MNRD was very successful before the advent of the COVID-19 pandemic, regularly drawing over 2,000 people to home bouts. The All-Stars were regulars at the WFTDA Playoffs and Championships, with the 2015 International WFTDA Championships even taking place in St. Paul. The All-Stars were still ranked 39th in the world in March 2020, when roller derby – along with the rest of the world – was put on hold. According to skater Whoopsie Daisy, the league had plans to travel to Chicago to face the archrival Windy City Rollers, but had to cancel those plans with the start of the pandemic. The WFTDA, unconcerned about TV revenue (the organization had a deal with ESPN2 to broadcast its championship game, but that was it), implemented COVID guidelines that limited play to keep skater safety at the forefront. However, it was difficult for skaters to stay engaged throughout the pandemic. In the second year of lockdown, only around 10 skaters were active, meeting over Zoom and having limited-contact practices. MNRD returned to play its first post-shutdown bouts in the spring of 2022 in front of smaller crowds than usual. It had two makeshift home teams play each other in April, then put together teams to face Madison Roller Derby in exhibition bouts in May. The league fully returned this past season with rebranded and reshuffled home teams. It played its first full home team season since 2019-20, with the Wednesday Warnings defeating the Bodies of Water in the championship bout. Crowds quickly returned to near pre-pandemic levels. 

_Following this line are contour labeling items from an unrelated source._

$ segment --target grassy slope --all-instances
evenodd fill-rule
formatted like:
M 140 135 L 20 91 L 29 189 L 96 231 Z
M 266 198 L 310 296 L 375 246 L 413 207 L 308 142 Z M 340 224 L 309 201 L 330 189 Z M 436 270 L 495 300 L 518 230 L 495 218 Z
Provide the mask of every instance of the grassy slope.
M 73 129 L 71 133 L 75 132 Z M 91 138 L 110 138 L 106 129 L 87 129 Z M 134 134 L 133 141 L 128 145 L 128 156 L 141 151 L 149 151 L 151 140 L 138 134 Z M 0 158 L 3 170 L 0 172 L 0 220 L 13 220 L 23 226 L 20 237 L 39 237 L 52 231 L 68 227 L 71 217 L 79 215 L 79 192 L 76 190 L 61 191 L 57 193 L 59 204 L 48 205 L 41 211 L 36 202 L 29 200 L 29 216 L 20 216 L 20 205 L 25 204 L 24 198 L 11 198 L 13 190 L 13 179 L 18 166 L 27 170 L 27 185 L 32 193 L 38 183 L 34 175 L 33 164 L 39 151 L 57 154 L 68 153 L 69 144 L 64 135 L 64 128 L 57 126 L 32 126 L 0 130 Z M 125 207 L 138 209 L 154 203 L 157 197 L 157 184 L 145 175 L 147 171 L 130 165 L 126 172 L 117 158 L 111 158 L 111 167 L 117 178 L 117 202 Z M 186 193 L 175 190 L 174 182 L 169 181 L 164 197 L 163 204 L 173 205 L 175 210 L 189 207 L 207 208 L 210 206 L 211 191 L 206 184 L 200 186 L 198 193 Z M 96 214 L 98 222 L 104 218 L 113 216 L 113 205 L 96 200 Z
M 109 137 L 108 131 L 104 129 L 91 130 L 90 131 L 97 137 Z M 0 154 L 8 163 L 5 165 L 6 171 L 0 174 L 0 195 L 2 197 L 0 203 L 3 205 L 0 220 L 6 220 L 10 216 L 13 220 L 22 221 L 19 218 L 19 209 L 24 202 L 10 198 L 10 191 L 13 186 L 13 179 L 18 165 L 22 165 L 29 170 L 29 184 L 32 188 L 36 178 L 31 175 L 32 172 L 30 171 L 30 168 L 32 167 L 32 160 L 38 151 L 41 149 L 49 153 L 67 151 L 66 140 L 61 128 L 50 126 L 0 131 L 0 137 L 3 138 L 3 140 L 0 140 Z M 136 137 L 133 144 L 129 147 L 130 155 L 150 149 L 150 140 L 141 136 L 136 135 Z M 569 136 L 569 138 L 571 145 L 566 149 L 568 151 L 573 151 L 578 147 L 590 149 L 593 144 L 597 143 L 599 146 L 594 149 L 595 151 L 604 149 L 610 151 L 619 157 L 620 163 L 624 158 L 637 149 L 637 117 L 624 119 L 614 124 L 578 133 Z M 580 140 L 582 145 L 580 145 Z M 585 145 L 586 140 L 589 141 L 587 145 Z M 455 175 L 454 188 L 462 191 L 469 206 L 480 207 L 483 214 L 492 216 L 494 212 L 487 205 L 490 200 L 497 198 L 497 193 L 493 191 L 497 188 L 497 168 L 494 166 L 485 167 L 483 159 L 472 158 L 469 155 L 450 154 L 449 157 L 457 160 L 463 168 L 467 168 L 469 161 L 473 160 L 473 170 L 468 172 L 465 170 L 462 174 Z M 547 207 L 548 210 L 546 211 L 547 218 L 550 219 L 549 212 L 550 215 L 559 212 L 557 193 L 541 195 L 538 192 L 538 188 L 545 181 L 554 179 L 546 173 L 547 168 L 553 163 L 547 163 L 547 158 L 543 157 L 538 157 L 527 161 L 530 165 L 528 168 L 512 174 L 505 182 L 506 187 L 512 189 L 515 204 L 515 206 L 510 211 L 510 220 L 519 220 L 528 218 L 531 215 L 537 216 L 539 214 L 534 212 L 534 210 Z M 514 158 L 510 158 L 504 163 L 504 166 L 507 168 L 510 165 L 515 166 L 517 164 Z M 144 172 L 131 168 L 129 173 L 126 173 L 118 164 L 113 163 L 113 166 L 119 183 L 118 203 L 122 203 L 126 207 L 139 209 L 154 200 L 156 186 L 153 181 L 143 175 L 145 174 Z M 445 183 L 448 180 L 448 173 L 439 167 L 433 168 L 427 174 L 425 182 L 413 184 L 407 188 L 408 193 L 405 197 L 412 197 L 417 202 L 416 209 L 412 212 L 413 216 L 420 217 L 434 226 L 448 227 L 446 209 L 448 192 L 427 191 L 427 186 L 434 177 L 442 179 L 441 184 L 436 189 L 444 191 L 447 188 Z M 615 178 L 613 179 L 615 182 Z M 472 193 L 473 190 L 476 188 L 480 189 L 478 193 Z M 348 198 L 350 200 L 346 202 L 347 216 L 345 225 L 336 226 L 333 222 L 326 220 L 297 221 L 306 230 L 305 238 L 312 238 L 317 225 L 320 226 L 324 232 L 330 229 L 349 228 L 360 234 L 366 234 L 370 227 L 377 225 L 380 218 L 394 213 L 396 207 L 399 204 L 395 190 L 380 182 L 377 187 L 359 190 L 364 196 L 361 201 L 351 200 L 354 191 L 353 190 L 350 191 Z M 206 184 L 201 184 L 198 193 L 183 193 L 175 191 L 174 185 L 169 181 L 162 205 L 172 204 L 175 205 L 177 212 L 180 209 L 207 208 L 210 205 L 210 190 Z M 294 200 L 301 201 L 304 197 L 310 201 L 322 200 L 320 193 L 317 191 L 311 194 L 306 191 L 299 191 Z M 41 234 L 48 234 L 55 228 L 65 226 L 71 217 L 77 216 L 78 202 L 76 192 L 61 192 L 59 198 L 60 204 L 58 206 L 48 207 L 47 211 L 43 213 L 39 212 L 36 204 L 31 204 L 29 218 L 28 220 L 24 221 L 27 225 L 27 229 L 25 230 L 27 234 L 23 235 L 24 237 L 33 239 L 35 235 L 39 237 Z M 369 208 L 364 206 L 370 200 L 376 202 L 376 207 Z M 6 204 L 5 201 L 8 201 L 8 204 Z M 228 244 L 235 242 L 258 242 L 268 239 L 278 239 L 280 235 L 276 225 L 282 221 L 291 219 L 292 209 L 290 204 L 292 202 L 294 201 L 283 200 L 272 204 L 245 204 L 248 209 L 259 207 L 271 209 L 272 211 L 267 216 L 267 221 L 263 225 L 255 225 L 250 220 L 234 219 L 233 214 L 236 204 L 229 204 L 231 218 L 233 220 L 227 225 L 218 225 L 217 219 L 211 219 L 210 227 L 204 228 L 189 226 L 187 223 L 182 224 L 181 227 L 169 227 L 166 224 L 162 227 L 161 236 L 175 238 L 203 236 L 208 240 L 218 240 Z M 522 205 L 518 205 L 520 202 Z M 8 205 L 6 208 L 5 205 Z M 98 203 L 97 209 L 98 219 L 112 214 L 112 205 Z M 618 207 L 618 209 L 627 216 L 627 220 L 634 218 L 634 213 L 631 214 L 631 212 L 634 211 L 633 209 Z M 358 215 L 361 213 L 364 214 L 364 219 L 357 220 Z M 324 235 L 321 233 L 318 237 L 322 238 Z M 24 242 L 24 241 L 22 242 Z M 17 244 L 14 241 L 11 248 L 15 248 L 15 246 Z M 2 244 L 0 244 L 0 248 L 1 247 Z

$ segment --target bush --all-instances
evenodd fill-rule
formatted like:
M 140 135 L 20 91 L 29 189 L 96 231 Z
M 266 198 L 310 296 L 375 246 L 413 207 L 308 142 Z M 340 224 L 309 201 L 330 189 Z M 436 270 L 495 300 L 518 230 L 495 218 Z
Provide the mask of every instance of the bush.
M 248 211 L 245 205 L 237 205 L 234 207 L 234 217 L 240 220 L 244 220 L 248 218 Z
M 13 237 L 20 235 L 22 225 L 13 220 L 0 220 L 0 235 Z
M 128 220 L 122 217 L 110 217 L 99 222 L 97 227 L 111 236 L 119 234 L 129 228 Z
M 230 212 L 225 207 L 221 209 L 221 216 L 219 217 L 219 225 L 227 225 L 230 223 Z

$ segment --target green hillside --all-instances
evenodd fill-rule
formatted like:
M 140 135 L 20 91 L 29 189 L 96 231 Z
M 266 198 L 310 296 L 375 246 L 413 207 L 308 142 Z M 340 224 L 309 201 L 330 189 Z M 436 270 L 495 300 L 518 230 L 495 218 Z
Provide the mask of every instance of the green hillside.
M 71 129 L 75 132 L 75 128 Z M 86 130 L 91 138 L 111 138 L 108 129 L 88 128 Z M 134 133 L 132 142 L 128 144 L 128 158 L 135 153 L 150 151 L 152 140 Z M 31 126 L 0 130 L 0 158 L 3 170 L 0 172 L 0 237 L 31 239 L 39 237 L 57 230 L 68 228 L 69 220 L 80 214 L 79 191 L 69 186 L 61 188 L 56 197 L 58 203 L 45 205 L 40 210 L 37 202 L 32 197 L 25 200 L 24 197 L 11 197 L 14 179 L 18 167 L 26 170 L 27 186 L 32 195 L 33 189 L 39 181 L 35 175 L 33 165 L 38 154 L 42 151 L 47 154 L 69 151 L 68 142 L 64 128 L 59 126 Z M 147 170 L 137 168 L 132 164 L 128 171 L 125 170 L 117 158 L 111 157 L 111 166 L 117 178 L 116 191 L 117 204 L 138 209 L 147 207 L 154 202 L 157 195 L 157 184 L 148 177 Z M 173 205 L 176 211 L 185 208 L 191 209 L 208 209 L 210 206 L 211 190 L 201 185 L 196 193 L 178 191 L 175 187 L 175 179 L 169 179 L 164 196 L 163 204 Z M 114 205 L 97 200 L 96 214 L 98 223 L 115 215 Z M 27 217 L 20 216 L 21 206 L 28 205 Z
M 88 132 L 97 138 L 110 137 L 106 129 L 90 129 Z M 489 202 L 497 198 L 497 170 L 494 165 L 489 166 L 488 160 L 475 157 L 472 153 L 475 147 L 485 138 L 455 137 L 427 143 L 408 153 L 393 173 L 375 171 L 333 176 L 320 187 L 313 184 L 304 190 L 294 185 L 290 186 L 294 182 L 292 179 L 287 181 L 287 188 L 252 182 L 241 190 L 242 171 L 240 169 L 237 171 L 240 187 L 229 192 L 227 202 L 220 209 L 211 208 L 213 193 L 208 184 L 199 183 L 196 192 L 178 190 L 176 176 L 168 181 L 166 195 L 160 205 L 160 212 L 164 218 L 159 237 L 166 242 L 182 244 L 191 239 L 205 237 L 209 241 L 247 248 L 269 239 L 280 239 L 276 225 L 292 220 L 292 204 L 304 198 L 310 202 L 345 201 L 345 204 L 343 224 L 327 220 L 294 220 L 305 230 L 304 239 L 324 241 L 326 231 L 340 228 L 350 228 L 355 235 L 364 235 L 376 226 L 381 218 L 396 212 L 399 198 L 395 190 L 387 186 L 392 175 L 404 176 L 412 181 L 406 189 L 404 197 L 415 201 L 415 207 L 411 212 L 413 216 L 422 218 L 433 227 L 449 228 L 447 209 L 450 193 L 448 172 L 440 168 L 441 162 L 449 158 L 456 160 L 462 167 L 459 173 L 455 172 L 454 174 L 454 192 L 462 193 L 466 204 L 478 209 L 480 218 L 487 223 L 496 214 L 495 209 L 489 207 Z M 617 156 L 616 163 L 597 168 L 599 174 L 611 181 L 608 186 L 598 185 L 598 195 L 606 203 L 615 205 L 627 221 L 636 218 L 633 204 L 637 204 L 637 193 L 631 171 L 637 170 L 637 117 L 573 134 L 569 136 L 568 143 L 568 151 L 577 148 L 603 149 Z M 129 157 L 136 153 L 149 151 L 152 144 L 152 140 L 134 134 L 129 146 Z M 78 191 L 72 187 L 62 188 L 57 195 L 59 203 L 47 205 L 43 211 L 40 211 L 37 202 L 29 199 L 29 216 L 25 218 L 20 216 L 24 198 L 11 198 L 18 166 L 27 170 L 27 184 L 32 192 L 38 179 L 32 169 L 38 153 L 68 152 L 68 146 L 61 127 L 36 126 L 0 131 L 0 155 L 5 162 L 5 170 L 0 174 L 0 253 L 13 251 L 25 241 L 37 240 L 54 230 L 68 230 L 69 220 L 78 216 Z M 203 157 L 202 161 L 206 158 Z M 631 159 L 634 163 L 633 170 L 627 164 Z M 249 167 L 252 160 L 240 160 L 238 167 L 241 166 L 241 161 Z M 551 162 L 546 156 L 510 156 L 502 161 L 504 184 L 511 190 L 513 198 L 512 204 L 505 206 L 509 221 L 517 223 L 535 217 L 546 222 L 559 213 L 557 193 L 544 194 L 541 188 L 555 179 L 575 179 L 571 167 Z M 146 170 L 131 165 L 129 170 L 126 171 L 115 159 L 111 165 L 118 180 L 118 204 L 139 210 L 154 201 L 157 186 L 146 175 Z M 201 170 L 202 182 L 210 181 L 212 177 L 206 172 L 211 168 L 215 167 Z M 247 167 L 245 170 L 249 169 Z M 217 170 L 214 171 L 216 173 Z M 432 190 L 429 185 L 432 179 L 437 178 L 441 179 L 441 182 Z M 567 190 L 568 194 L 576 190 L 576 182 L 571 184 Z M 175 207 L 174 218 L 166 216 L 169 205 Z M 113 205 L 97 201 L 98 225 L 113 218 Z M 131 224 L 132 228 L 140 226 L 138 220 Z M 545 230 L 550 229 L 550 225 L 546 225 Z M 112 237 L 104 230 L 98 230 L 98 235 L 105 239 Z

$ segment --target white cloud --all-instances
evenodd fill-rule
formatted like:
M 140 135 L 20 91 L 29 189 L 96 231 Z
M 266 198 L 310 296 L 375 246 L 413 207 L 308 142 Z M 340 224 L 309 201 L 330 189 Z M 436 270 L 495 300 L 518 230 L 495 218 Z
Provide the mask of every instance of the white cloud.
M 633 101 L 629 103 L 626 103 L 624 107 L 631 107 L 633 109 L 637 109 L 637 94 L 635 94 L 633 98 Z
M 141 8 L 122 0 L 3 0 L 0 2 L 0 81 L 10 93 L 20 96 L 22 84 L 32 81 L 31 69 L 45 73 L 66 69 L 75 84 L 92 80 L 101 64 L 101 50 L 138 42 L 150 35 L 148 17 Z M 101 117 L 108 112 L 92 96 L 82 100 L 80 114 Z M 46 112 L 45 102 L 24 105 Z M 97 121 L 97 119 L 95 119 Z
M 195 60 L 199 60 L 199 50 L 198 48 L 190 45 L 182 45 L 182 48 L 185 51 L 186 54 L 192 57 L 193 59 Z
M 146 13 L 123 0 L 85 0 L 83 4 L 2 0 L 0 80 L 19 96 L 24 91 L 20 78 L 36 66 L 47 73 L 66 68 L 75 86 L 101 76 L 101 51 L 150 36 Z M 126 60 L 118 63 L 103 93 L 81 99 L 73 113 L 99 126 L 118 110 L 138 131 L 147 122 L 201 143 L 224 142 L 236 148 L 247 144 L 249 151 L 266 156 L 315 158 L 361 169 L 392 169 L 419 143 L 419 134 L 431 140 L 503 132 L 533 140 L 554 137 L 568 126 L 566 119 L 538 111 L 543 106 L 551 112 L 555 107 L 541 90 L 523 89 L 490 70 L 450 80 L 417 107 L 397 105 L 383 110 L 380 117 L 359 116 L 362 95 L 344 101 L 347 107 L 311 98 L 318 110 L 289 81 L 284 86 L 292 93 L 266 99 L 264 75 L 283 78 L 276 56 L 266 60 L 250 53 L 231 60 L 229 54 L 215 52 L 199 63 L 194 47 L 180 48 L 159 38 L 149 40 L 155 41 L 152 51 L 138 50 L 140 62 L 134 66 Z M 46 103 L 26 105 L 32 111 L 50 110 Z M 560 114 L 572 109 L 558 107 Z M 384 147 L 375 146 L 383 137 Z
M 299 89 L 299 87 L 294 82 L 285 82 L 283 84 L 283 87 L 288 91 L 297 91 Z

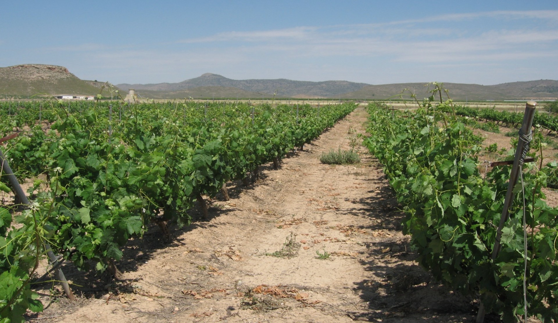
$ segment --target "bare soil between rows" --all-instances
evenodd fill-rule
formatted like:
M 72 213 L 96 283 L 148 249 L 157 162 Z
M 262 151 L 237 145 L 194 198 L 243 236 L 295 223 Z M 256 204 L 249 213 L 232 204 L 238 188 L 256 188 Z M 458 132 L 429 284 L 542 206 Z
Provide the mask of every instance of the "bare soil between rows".
M 37 286 L 46 309 L 28 320 L 473 321 L 475 301 L 415 262 L 405 216 L 365 149 L 357 147 L 358 164 L 320 162 L 323 152 L 350 149 L 367 116 L 358 108 L 248 187 L 228 183 L 231 199 L 211 201 L 209 221 L 171 227 L 171 243 L 156 226 L 131 241 L 120 280 L 65 263 L 78 301 L 55 283 Z

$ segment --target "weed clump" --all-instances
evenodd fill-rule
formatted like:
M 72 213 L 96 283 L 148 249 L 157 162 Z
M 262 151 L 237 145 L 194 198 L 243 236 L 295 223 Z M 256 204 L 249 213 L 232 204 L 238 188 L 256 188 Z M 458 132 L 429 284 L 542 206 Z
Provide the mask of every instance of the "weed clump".
M 323 153 L 320 156 L 320 161 L 328 165 L 344 165 L 356 164 L 360 162 L 360 156 L 353 150 L 341 150 L 340 148 L 336 151 L 331 149 L 328 153 Z
M 271 253 L 266 253 L 266 256 L 286 259 L 290 259 L 296 257 L 299 255 L 299 249 L 300 248 L 300 243 L 297 242 L 296 239 L 296 234 L 291 232 L 291 235 L 285 239 L 285 243 L 283 243 L 283 248 L 281 250 Z

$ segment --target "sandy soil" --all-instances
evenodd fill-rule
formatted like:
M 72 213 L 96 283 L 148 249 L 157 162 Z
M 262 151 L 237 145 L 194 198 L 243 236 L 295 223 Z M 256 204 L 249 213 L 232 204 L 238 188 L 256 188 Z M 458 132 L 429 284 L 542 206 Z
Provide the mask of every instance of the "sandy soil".
M 158 227 L 129 242 L 123 277 L 63 269 L 80 295 L 51 283 L 32 322 L 465 322 L 475 301 L 449 291 L 413 261 L 403 215 L 364 148 L 356 165 L 321 164 L 364 133 L 362 107 L 249 187 L 229 183 L 211 218 Z M 349 133 L 352 133 L 350 134 Z M 199 217 L 199 211 L 192 214 Z M 487 318 L 485 321 L 490 321 Z

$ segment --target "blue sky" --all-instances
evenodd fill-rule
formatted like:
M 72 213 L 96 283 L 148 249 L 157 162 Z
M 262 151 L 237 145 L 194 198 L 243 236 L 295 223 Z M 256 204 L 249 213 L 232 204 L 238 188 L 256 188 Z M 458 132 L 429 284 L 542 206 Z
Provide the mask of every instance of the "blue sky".
M 114 84 L 207 72 L 371 84 L 558 80 L 556 0 L 54 0 L 2 7 L 0 66 L 61 65 L 80 79 Z

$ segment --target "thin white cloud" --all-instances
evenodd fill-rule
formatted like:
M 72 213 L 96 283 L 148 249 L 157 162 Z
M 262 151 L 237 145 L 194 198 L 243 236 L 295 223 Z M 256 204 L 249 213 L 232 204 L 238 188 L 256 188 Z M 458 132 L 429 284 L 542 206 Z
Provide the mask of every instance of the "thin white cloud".
M 531 23 L 536 18 L 537 23 Z M 483 28 L 465 27 L 476 23 L 476 19 L 487 18 L 490 23 Z M 226 73 L 235 71 L 237 75 L 251 73 L 253 77 L 293 79 L 311 75 L 308 71 L 314 71 L 315 75 L 339 75 L 344 70 L 348 77 L 343 79 L 355 80 L 349 76 L 358 74 L 362 81 L 371 70 L 388 71 L 390 66 L 404 65 L 427 71 L 432 66 L 468 66 L 471 70 L 480 70 L 482 66 L 510 63 L 525 66 L 530 60 L 546 62 L 547 70 L 558 72 L 555 58 L 558 57 L 558 25 L 549 27 L 545 22 L 549 21 L 558 21 L 558 11 L 494 11 L 384 23 L 231 31 L 149 48 L 135 44 L 85 43 L 48 50 L 79 52 L 83 61 L 107 70 L 126 71 L 132 82 L 142 77 L 142 73 L 158 75 L 156 79 L 161 81 L 187 78 L 177 71 L 211 72 L 232 77 Z M 357 61 L 362 66 L 357 66 Z M 239 71 L 243 69 L 253 71 Z M 172 79 L 169 76 L 174 74 L 180 75 Z M 149 78 L 150 82 L 157 82 L 152 76 Z
M 282 30 L 248 32 L 231 31 L 223 32 L 206 37 L 185 39 L 177 43 L 193 43 L 220 41 L 273 41 L 278 38 L 302 40 L 307 37 L 310 32 L 316 27 L 297 27 Z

In April, the All-Stars returned to sanctioned play in a newly regionalized WFTDA. Previously, the WFTDA had ranked leagues in one worldwide ranking, but shifted to a regional format at the start of 2023 because of the sport’s growth in other parts of the world, most notably in Europe. Championships now take place every 2 years (as opposed to every year), and consist of Regional Championships, followed by Global Championships taking the best teams from each region. MNRD is placed in the North America Northeast region, where the All-Stars are ranked 5th. B-teams are now also eligible for these rankings, and Minnesota’s B-team, “Minnesota Nice,” is ranked 19th in that same region. Rankings, though skewed due to imbalanced schedules, are available at The teams have competed in multiple bouts since the start of 2023, and neither one has lost yet this year. They hosted Detroit Roller Derby in late April, where the All-Stars won 172-141, while Minnesota Nice defeated Detroit’s B-team twice, 194-159 and 153-138. The teams then traveled to Pittsburgh in mid-May, where Minnesota Nice beat host Steel City Roller Derby’s Steel Beamers 387-74 before defeating State College Area Roller Derby 367-98. The All-Stars beat Steel City’s A-team 302-127 before going to Columbus, Ohio, where they beat Canada’s Team Ontario 147-112.

The All-Stars have more bouts coming up this summer, with a trip to Chicago in June to face Windy City, as well as Ann Arbor Roller Derby. They will also visit Kitchener, Ontario, in August. MNRD will also play a rare home tournament in August, with the Have a Nice Day Tournament taking place on August 11-13 at Hasse Arena in Lakeville. There, Minnesota Nice will face crosstown rivals North Star Roller Derby, as well as both A and B teams taking on Madison Roller Derby. They have invited other leagues as well, and plan on a 6-team, 10-game tournament. The home schedule in St. Paul has yet to be released, but will have one bout a month between October and April at the Roy Wilkins Auditorium.


Note: In roller derby, the term “league” refers to a single organization with 1 or more chartered teams, and which may or may not include home teams. It does not refer to a larger overseeing body like the WFTDA.